Spain, Brits go where DOJ won’t

Barack Obama’s Department of Justice has made a mockery of international law, but some countries haven’t stopped investigating Bush-era “anti-terror” policies:

Spanish judge on Friday re-launched an investigation into the alleged torture of detainees held at the U.S. detention center at Guantánamo Bay, Cuba, one day after a British authorities launched a probe into CIA renditions to Libya.

The twin developments demonstrated that while the Obama administration has stuck to its promise not to investigate whether Bush administration officials acted illegally by authorizing the use of harsh interrogation techniques, other countries are still interested in determining whether Bush-era anti-terror practices violated international law.

In Madrid, Judge Pablo Rafael Ruz Gutierrez handed down a 19-page decision Friday in which he said he would seek additional information – medical data, a translation of a Human Rights Watch report, elaboration on material made public by WikiLeaks, and testimony from three senior U.S. military officers who served at Guantánamo – in the case of four released Guantánamo captives who allege they were humiliated and subjected to torture while in U.S. custody.

Ruz said, however, that it would be premature to notify the former U.S. officials named in the former detainees’ complaint that they are under investigation. Those officials include former President George W. Bush, former Vice President Dick Cheney, former Defense Secretary Donald Rumsfeld and two former Guantánamo commanders, retired Marine Maj. Gen. Michael Lehnert and retired Army Maj. Gen. Geoffrey Miller.

Ruz said the complaint had yet to tie any of them to specific acts. He said he would ask Spanish prosecutors to determine who in the United States should be informed of the probe so that they could offer exculpatory evidence.

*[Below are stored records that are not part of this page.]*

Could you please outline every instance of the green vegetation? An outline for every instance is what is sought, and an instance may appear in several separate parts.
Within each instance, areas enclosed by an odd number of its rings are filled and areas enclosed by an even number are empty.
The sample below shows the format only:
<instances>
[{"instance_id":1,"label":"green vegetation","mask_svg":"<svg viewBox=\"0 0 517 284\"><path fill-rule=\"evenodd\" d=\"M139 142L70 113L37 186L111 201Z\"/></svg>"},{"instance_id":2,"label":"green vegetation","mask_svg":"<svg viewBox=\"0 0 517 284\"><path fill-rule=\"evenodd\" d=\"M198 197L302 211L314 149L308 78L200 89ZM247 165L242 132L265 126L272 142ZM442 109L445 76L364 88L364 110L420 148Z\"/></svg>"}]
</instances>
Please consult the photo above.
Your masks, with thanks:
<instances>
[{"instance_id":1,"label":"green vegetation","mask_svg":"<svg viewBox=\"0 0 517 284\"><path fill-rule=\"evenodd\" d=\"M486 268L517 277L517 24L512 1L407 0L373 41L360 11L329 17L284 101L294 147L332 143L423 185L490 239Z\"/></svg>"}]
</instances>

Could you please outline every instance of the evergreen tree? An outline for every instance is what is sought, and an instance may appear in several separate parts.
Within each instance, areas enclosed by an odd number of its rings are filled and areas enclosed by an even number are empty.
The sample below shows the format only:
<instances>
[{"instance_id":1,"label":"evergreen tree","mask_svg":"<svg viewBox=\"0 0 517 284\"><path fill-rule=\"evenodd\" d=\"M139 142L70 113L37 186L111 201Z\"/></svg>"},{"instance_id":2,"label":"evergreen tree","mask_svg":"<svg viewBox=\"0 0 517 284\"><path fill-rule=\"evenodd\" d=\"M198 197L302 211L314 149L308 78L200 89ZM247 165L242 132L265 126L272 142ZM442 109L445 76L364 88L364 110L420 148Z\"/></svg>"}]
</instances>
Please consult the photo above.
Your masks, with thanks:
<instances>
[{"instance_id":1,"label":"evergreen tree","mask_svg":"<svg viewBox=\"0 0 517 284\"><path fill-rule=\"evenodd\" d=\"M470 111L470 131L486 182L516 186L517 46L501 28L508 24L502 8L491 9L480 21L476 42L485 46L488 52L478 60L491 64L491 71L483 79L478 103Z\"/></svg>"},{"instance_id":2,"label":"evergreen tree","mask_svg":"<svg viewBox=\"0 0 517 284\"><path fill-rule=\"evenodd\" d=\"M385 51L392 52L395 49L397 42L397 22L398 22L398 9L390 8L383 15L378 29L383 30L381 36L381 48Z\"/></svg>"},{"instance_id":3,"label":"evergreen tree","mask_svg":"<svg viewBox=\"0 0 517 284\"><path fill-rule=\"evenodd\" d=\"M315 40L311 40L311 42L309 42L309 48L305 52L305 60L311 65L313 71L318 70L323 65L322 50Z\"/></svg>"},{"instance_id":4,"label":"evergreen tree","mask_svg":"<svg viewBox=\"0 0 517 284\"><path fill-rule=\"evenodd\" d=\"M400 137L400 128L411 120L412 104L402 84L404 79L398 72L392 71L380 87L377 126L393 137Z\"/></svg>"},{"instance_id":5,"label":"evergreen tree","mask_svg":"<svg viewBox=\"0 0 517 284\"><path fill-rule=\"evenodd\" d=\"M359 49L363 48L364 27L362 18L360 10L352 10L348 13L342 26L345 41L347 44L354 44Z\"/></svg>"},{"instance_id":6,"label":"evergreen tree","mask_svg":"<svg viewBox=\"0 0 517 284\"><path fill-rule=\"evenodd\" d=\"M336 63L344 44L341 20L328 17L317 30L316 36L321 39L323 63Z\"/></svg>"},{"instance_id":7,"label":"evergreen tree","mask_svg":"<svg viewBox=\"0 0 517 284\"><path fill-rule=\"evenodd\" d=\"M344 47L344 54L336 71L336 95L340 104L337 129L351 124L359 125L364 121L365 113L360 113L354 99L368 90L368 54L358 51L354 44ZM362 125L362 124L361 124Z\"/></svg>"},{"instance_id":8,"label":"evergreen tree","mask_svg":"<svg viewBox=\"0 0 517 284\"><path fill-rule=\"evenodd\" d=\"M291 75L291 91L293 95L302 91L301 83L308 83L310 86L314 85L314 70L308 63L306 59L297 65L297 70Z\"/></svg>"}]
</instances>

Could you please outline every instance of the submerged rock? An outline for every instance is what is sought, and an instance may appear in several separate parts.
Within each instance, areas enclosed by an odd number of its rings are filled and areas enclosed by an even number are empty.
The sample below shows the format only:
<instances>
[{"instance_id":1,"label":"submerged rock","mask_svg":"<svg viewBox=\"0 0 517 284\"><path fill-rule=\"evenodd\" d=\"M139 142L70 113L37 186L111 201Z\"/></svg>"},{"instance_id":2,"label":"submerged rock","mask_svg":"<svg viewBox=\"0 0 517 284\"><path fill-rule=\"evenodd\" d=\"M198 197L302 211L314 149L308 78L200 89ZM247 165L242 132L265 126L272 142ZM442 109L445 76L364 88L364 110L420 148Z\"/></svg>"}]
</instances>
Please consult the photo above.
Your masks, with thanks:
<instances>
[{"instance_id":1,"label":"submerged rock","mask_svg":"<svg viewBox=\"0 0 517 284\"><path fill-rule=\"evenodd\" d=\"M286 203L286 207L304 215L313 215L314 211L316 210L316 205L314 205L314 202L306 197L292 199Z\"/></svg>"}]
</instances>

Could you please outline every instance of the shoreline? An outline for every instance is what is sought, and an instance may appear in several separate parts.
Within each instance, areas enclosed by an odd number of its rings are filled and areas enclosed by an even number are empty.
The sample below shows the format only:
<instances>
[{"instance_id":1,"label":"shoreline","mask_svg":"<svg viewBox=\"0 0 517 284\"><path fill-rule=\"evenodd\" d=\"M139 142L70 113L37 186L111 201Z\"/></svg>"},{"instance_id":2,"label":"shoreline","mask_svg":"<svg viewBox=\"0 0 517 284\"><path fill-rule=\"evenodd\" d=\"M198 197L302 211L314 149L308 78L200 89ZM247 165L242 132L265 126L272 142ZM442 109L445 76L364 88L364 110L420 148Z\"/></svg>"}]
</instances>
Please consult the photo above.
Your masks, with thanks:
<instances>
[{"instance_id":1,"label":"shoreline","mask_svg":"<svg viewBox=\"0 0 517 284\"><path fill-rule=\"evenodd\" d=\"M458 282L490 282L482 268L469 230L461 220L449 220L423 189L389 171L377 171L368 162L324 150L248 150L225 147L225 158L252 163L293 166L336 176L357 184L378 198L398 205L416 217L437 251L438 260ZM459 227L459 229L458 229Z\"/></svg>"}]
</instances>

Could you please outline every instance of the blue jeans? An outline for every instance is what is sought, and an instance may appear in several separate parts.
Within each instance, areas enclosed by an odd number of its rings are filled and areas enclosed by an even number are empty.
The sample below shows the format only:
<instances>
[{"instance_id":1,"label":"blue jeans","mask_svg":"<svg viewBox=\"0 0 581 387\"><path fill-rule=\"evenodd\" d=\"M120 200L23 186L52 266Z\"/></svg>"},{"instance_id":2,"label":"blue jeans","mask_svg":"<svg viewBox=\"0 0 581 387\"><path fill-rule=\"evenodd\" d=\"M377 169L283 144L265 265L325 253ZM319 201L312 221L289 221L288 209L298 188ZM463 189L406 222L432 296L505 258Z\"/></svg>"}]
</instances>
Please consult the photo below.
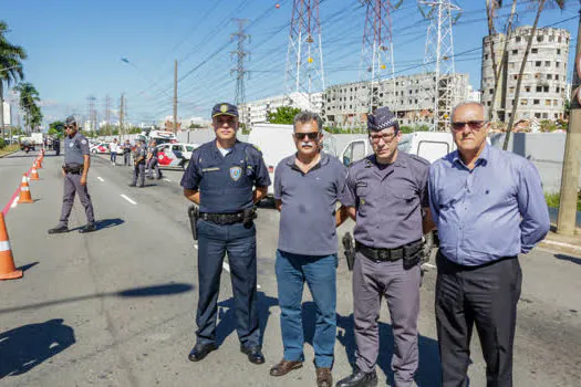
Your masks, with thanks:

In London, the Crown Prosecution Service and Scotland Yard said Thursday that they would investigate allegations of British involvement in the Bush-era “extraordinary rendition” program, specifically whether British intelligence had a hand in delivering two Libyan opponents of Col. Moammar Gadhafi to Libyan jails, where they were tortured by Gadhafi’s secret police…

3 thoughts on “Spain, Brits go where DOJ won’t

  1. The Int’l Criminal Court generally won’t touch cases when there’s a possibility that the “home country” will handle them.

    As soon as the statute of limitations runs on Bush-era torture and war-crimes, then the US *can’t* prosecute, and that means that the ICC can. Crimes against humanity (such as torture) have universal jurisdiction.

    Good for the Spanish and Brits, and I hope they refer their findings to the ICC. As an added bonus, after Bush, Cheney, Rumsfeld and their merry gang of war-criminals are convicted by the ICC, US presidents cannot pardon them.

  2. spain has a different legal system than the u.s., in which judges, by themselves, may institute criminal investigations. judge ruz can investigate a possible crime without the assistance of the spanish equivalent to the justice department.

    which is why the comparison with the u.s. doesn’t really work. if the u.s. had the spanish system, and there where over a thousand judges scattered around the country each with the authority to investigate a possible violation of federal law, i’m sure we would have at least one that started looking into guantanamo and other black sites. that doesn’t mean the cases would go anywhere, just as its not clear whether the cases in spain will go anywhere, even if judge ruz concludes there were human rights violations justifying a criminal prosecution.

    the good thing is even an investigation like this will probably limit former bush officials’ travel plans because EU members respect each other’s warrants for arrest. that’s what happened with pinochet (who was arrested in britain on a warrant from a spanish judge). so former bush officials would be foolish to go anywhere in europe right now. that phenomenon has already happened.

  3. Desecrating bodies in a war zone is a war crime. Pissing on dead bodies is desecrating a body. Ergo, anyone pissing on a dead body has committed a war crime. Yet, the Republicans, and many American’s, welcome this desecration of the dead. Any Republican, or American, who doesn’t demand that these military men be prosecuted for war crimes is not a patriotic American. Nor are they fit to hold any elected office in the United States of America.